With a nuclear threat from Iran hovering, a Tel Aviv family dispenses with housekeeping
A few weeks before our son Lev was born, four years ago, two weighty philosophical issues came to the fore.
The first, will-he-look-like-his-mom-or-his-dad, was resolved quickly and unequivocally at his birth: he was beautiful. Or, as my dear wife so aptly puts it, “The only thing he inherited from you is the hair on his back.”
And the second issue, what-will-he-be-when-he-grows-up, was of concern for the first three years of his life. His bad temper qualified him to be a taxi driver; his phenomenal ability to make excuses indicated that he might do well in the legal profession; and his consistent mastery over others showed his potential to be a high-ranking member of one totalitarian government or another. But during the past few months the fog surrounding our son’s plump and rosy future has begun to lift. He’ll probably be a milkman, because otherwise, his rare ability to wake up every morning at 5:30 and insist on waking us too would go completely to waste.
One Wednesday, two weeks ago, our routine of being awakened at 5:30 a.m. was preempted by the doorbell. In my pajama bottoms, I opened the door and saw my best friend, Uzi, standing there, white as a sheet. On the balcony, he smoked nervously and told me that he’d had dinner with S., a crazy kid who’d gone to elementary school with us and had become, of course, a crazy high-ranking military officer. Around dessert, after Uzi finished bragging about a dubious real estate deal he’d just closed, S. told him about a secret dossier that had reached his desk. It dealt with the psychological makeup of the Iranian president. According to the dossier, which originated in foreign-intelligence agencies, Mahmoud Ahmadinejad is one of the only living leaders in the world whose real views, aired only behind closed doors, are even more fanatical than the ones aired in public.
“It’s almost always the opposite,” S. had explained. “World leaders are barking dogs who don’t bite. But with him, it seems, his desire to wipe Israel off the face of the earth is really a lot stronger than he actually says. And, as you know, he says quite a bit.”
“Do you get it?” Uzi, covered in sweat, asked me. “That crazy Iranian is prepared to destroy Israel even if it means the total annihilation of Iran, because from a pan-Islamic perspective, he sees that as a victory. And in a few months, that guy is going to have a nuclear bomb. A nuclear bomb! Do you understand what a disaster it’ll be for me if he drops it on Tel Aviv? I rent out 14 apartments here. Did you ever hear of a radioactive mutation who pays his rent on time?”
“Get hold of yourself, Uzi,” I said. “You’re not the only one who’ll suffer if we get bombed. I mean, we have a kid here and—”
“A kid doesn’t pay rent,” Uzi yelled. “A kid doesn’t sign a lease with you that he’ll break without a second thought the minute he grows a third eye.” At that point in the conversation, I lit a cigarette too.
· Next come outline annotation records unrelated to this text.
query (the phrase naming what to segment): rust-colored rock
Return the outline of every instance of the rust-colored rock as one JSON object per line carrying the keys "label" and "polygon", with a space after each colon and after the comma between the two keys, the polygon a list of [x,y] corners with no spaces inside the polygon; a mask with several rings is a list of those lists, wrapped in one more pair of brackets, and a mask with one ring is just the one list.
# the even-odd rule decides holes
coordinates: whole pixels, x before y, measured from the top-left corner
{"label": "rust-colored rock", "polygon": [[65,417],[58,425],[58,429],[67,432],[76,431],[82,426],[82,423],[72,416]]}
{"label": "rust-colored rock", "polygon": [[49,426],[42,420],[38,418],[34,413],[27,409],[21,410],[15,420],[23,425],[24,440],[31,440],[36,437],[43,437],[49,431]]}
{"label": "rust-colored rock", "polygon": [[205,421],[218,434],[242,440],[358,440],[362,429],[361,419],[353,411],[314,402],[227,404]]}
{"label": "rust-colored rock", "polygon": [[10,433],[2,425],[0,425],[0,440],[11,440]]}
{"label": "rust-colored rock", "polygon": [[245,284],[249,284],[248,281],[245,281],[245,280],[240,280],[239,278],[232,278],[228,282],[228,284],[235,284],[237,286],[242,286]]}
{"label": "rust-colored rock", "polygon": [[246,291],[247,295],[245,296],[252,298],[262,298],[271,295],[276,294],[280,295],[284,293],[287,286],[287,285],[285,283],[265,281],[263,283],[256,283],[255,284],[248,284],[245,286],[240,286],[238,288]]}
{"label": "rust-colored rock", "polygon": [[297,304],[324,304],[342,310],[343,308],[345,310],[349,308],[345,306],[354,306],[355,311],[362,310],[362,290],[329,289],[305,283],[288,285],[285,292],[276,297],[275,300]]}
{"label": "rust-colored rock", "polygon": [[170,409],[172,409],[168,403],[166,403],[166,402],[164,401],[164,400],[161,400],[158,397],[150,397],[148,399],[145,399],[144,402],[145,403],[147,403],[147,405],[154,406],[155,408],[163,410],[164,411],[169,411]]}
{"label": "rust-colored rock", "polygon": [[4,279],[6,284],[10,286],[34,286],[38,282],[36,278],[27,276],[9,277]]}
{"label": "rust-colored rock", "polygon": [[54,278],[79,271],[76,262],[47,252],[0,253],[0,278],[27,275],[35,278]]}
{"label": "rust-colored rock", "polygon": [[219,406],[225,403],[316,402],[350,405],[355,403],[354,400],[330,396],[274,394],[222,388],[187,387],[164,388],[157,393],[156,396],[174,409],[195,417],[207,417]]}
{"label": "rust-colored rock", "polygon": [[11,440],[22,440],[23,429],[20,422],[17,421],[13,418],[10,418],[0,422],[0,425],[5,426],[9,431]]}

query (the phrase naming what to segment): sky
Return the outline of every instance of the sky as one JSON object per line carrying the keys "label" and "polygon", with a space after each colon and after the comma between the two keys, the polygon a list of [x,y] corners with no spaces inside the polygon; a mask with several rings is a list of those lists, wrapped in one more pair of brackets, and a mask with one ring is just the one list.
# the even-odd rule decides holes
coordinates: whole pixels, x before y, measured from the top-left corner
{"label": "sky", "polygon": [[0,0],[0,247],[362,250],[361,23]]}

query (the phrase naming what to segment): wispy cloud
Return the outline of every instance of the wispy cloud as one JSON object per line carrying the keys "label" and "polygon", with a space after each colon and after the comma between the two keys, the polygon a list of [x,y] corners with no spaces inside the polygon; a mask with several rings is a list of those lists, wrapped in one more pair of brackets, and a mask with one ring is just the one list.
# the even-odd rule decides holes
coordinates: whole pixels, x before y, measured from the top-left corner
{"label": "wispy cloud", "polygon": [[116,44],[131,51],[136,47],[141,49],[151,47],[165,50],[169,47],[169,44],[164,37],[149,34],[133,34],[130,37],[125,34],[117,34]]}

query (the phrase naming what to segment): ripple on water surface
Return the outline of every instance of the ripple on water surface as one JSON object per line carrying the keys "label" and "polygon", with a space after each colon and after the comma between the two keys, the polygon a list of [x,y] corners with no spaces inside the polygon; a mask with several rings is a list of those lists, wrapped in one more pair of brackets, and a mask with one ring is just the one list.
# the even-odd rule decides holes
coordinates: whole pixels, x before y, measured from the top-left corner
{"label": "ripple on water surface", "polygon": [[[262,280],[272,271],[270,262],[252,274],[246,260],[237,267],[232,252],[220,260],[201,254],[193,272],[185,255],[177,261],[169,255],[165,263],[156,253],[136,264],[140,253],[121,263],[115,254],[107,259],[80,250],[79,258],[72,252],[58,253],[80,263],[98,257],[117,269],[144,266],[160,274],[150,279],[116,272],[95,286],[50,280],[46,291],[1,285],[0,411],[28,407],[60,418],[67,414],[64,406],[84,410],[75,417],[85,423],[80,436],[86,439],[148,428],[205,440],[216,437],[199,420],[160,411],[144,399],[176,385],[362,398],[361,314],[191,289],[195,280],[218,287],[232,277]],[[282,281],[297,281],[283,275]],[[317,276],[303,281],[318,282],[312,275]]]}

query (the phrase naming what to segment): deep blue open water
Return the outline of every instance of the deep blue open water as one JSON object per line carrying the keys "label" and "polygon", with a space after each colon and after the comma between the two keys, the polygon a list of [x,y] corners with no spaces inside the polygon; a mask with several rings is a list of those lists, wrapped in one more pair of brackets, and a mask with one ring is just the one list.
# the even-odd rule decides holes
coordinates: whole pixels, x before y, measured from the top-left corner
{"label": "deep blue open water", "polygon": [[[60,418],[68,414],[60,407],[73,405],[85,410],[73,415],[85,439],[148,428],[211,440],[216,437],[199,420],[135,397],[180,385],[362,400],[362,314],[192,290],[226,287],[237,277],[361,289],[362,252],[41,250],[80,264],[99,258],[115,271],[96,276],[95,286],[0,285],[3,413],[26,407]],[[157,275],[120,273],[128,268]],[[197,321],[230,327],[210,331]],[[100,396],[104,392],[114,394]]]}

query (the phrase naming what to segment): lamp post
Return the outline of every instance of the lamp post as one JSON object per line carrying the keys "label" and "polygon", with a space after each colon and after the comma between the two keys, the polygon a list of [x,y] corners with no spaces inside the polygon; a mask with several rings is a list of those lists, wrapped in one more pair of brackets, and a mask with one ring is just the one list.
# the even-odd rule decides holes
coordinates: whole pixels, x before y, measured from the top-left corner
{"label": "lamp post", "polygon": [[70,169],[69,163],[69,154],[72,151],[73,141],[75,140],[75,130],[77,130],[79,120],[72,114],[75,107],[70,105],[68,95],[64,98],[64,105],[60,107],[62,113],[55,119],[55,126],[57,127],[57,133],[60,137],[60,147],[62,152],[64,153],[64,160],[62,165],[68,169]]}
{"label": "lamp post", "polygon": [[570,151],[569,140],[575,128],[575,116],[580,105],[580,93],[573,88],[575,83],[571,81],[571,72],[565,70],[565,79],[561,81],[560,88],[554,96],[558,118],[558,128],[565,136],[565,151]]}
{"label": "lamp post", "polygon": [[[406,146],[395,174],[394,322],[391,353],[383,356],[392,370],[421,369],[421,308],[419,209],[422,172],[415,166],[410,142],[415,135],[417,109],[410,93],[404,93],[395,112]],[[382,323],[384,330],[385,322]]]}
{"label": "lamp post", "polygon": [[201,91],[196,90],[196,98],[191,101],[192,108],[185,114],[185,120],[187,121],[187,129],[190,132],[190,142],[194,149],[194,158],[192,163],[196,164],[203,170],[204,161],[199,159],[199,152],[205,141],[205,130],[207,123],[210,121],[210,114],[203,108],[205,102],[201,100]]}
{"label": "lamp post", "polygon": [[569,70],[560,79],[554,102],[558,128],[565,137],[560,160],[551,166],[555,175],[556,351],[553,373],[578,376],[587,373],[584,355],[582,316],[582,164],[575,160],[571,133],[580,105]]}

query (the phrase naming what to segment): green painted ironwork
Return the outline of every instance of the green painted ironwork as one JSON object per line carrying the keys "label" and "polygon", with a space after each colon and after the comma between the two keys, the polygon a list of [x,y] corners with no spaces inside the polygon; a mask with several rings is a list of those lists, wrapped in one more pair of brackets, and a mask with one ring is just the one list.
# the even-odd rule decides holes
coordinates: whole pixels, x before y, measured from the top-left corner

The next day, when my wife asked me to call in a plumber to check a wet spot on the bedroom ceiling, I told her about my conversation with Uzi. “If S. is right,” I said, “it would be a waste of our time and money. Why fix anything if the whole city is going to be wiped out in two months?” I suggested that maybe we should give it half a year, and if we’re still here in one piece in March, we’ll repair the ceiling then. My wife didn’t say anything, but from her look I could tell that she hadn’t realized the seriousness of the current geopolitical situation. “So if I understand you correctly, you probably want to postpone the work on the garden too?” she asked. I nodded. Why waste the citrus tree saplings and the violets we’d plant? According to the internet, they’re particularly sensitive to radiation.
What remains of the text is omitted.